FORCED CONVECTION IN A LID-DRIVEN NON-NEWTONIAN BLOOD FLOW THROUGH A STENOTIC ARTERY
Ignatius Fernandes, Nitin Bodke (DOI: 10.24874/jsscm.2021.15.01.05)
Cardiovascular diseases are one of the major health concerns globally, mainly caused by inadequate blood flow in different body parts. The lack of blood flow is often due to abnormal narrowing of blood vessels, and a systematic technique to boost blood flow in these areas can help cure the disease. One such method uses elevated temperatures to influence blood flow in the concerned areas. This paper investigates this process, i.e. the forced convection, through blood flow in a stenotic region of a human artery.
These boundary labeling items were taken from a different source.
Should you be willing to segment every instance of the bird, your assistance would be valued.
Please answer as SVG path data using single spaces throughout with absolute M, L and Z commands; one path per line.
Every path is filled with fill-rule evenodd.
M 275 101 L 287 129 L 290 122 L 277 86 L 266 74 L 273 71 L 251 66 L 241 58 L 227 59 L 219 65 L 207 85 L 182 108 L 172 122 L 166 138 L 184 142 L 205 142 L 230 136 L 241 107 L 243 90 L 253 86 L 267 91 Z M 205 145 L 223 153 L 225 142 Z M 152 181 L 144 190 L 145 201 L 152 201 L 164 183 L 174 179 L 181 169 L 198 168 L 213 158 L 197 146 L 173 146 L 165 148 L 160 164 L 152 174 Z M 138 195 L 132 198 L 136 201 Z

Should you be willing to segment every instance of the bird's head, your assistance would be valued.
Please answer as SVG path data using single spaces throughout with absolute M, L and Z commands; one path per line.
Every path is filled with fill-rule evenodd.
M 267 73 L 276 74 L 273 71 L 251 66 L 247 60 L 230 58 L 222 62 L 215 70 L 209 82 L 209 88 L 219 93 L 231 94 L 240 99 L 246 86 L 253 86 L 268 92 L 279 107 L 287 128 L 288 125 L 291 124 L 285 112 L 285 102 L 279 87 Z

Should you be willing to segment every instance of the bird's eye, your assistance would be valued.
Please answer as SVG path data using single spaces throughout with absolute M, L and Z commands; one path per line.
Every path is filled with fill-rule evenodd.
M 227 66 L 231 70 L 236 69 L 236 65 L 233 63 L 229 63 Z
A part of the stenotic region is considered a porous medium and the top wall is subjected to a higher temperature with a lid moving from left to right. Blood is considered as a non-Newtonian fluid with the power law index varying from 0.5 to 1.5. The geometric properties are considered to match the problem of blood flow in the artery affected by stenosis. The Carreau-Yasuda model is used to represent the non-Newtonian fluid flow in porous media and the numerical analysis is carried out using the Lattice Boltzmann method. This problem is investigated to study the influence of the moving lid and other geometric properties on convection and flow properties such as velocity profiles, streamlines, isotherms and heat transfer.